Grey didn’t see much evidence of such crystal kingdoms here.

‘In Britain the rain gives concrete the look of sodden cardboard, while being almost purpose built to give bad health to anyone living in those walls, as much an incubator for bronchitis and pneumonia as asbestos is for its related conditions. Quite conclusively the worst thing the Romans ever did for us; and that’s even before we get onto stylistic concerns, not all of which prevailing wisdom I share incidentally.’

‘Well, it sounds like you’ve seen what it can be like abroad.’

‘I have. And there’s much to applaud in our estates of that era too — after all, something must keep drawing me back to here — Just look at it!’ He raised his arms as if to embrace the whole of the Hills. ‘The chaos of the place, the wildness of the greenery all around, the way the different materials age — you’d be a fool not to be thrilled by the daring of it all, the ripping up of the rulebook, the occasional flashes of architectural lunacy.’

He pointed to a row of little buildings facing just away from them, the nearest seeming to form out of its unmown lawn as the trunk of an oak does from the forest floor, the structure — the same for all in the row — intentionally featureless but for windows that, like in a child’s drawing, were small and different-sized and pushed up into the corners and along the edges of the building’s face, leaving an expanse of uniform brickwork at its centre,

‘Look at those lopsided eyes — madness; and how little light you’d get inside. I’m not sure if it’s a lunatic or a sadist who thought people ought to live in such objects.’

That theme exhausted, he moved on,

‘But of course, there’s the strong community spirit here too — though forged more through solidarity than hope — which Campbell Leigh, and Charlie before him, have done much to channel wisely. You know what the irony of it is though?’ asked Waldron as they both looked across the courtyard now to the short block of flats that Charlie had been found beside, its structure a mix of glass, tiles, concrete and the same red bricks of the shopping centre that Grey had earlier noted glowing in the sun. ‘That the upkeep of these buildings is so expensive once the rain gets into the concrete reinforcing, that in a hundred years there might not be very much of it left. Imagine that, the predominant style of the whole Late-Twentieth Century absent from the architectural record.’

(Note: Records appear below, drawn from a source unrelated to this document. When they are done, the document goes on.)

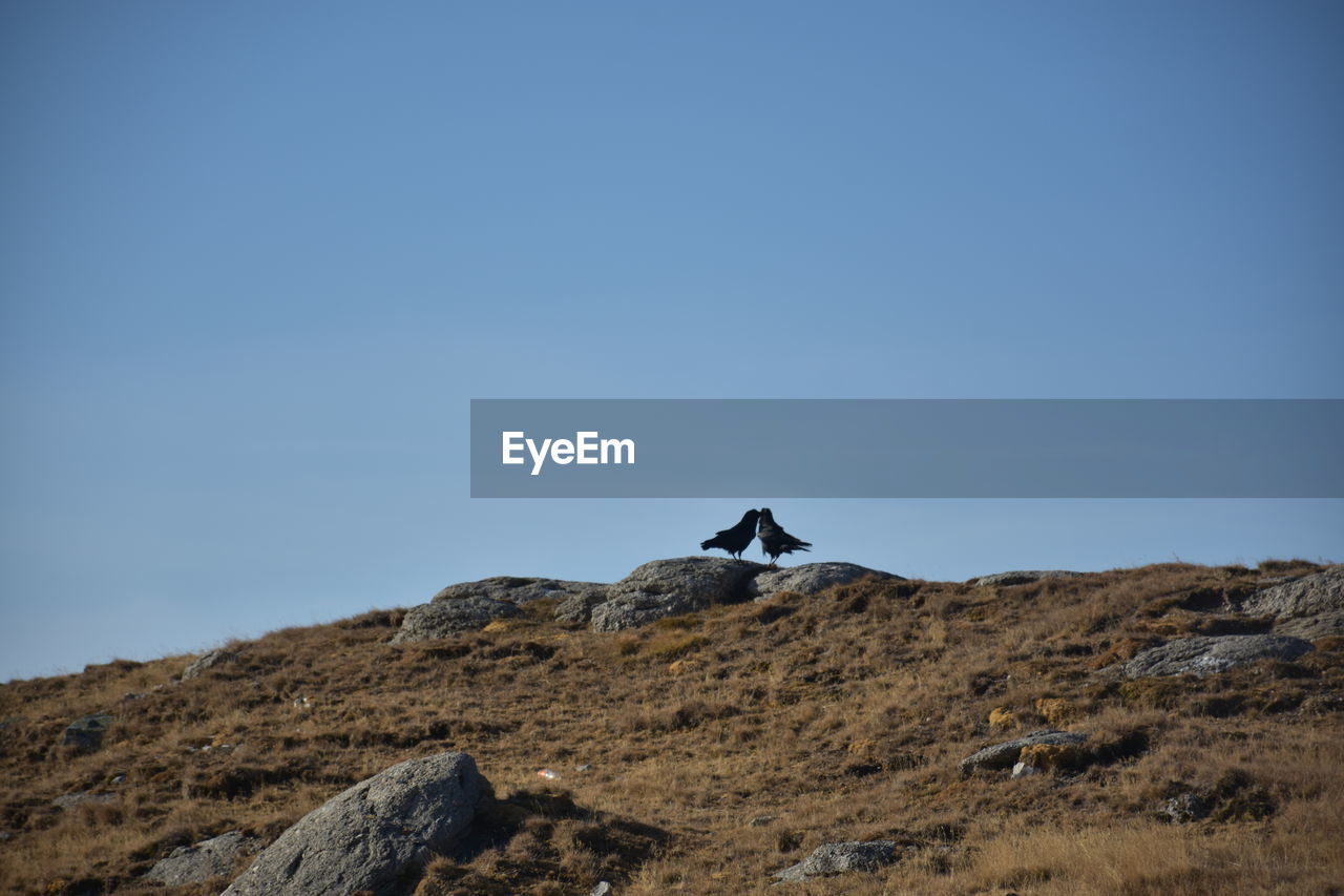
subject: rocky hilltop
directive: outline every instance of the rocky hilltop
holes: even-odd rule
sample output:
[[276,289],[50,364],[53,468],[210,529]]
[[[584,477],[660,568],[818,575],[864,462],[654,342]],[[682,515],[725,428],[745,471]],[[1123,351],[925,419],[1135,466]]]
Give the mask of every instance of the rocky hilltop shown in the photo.
[[12,893],[1344,880],[1344,568],[656,560],[0,687]]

Waldron was rattling away now almost on autopilot, these obviously long-held and oft-rehearsed set- pieces,

‘There are some who love these buildings and estates for political reasons, that they represent the only time socialistic principles guided architecture…’

By now though Grey was zoning out. He heard a car engine coming by, then moving away, then getting louder again as it negotiated the unintuitive route toward them.

‘…where every house was as large as every other, every tenant treated the same, all run by the state as one grand scheme! Like socialism itself I suppose, another experiment that cost a fortune and failed in wet climates. Ha, forgive me, my little joke. And there it is, the unwritten first rule of architecture, that every building looks better on a sunny day.’

With that the car finally found its way around to them, and stopped to take them home.